This post is a compilation of my notes on two landmark papers:
- The Lisp paper: McCarthy J, Recursive Functions of Symbolic Expressions and Their Execution by Machine, CACM’60
- Interpreters paper: Reynolds J C, Definitional Interpreters for Higher-Order Programming Languages, ACM’72
1.The Lisp Paper
This paper by John McCarthy introduces the Lisp programming language and describes its implementation on IBM 704 machines. Lisp stands out among the programming languages of its day (eg: Algol 60) as the first high-level programming language that abstracts the underlying machine completely. Instead, Lisp allows symbolic computation by letting programmers define (recursive) functions over symbolic expressions (called S-expressions). An S-expression is either an atomic symbol (hence “symbolic”), or an ordered pair of S-expressions. Reserving an atomic symbol NIL to denote an empty list, we can construct a list of S-expressions:
[s1,s2,s3]
using ordered pairs as:
(s1,(s2,(s3,NIL)))
Observe that above is also an S-Expression. Hence, a list of S-expressions is also an S-expression. Since most functions operate on a list of symbols, programming such functions in Lisp is effectively LISt Programming (hence, the name “Lisp”).
Lisp defines five primitive S-functions to construct & destruct lists, and to check equality among atomic symbols:
- atom
- eq
- car
- cdr
- cons
Lisp, as defined in paper, includes a class of expressions called Meta-expressions (written M-expressions) to let us define and apply S-functions over S-expressions. An M-expression is either
- A function application.

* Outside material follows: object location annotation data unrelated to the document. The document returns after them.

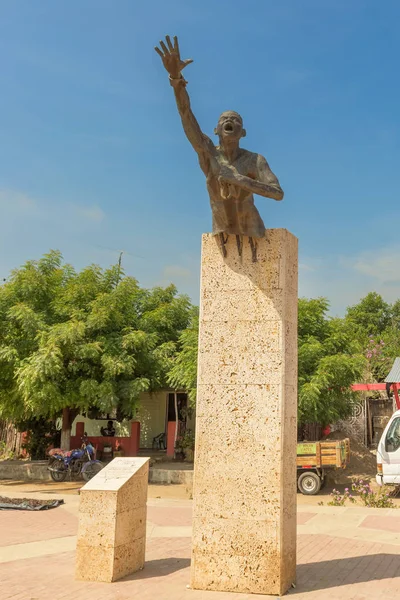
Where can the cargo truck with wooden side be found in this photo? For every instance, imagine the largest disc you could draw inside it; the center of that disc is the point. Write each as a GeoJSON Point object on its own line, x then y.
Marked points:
{"type": "Point", "coordinates": [314, 458]}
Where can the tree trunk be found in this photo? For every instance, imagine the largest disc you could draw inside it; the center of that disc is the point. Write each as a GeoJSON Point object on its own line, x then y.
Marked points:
{"type": "Point", "coordinates": [66, 430]}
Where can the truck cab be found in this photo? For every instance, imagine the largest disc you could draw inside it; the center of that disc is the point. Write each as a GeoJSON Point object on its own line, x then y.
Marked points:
{"type": "Point", "coordinates": [388, 453]}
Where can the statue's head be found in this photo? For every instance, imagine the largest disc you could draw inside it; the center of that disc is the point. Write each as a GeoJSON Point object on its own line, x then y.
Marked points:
{"type": "Point", "coordinates": [230, 125]}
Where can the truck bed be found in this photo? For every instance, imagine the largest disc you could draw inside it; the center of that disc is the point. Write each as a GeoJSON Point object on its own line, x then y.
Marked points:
{"type": "Point", "coordinates": [321, 455]}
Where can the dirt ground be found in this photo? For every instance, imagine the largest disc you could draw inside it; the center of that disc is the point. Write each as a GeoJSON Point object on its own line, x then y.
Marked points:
{"type": "Point", "coordinates": [362, 466]}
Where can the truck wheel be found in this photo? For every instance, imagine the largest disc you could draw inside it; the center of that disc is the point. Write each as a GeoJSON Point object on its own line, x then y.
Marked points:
{"type": "Point", "coordinates": [309, 483]}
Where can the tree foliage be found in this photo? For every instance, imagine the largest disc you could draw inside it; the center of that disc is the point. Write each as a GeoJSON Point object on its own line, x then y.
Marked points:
{"type": "Point", "coordinates": [376, 326]}
{"type": "Point", "coordinates": [84, 339]}
{"type": "Point", "coordinates": [183, 373]}
{"type": "Point", "coordinates": [330, 361]}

For eg, f[2; EMPTY] is an M-expression that denotes application of function f over S-expressions of atomic symbols 2 and EMPTY.
- A function definition with grammar: fname[x0, …, xn] = expr, and
- A conditional expression: [expr1a -> expr1b; …; exprna -> exprnb ]

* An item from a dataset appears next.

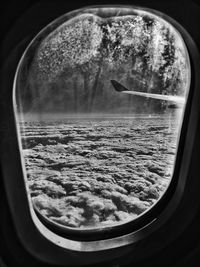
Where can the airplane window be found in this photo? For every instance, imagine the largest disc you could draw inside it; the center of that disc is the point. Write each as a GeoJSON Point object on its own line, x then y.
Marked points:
{"type": "Point", "coordinates": [99, 98]}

Using M-expressions and primitive S-functions, we can define a subst function to substitute An S-expression (x) for an atomic symbol (y) in another expression (z) as:
subst[x;y;z] = [
atom[z] -> [
eq[z;y] -> x;
T -> z
]
T -> cons [subst[x; y; car[z]];
subst[x; y; cdr[z]]]
]
This example demonstrates that while M-expressions are control structures (functions & conditional expressions), S-expressions represent data to be manipulated by M-expressions.
The definition (semantics) of Lisp are given as an interepreter program in Lisp itself. McCarthy’s list interpreter, implemented as mutually recursive eval and apply functions, is often cited as an example of metacircular evaluation - defining the evaluation semantics of embedded language in terms of evaluation semantics of host-language, which happens to be same as embedded languge. Interestingly, McCarthy defines Lisp as a dynamically scoped language (Paul Graham says so, but is it really? Reynolds’s 2nd interpreter, which he says is similar to McCarthy’s, is lexically scoped.).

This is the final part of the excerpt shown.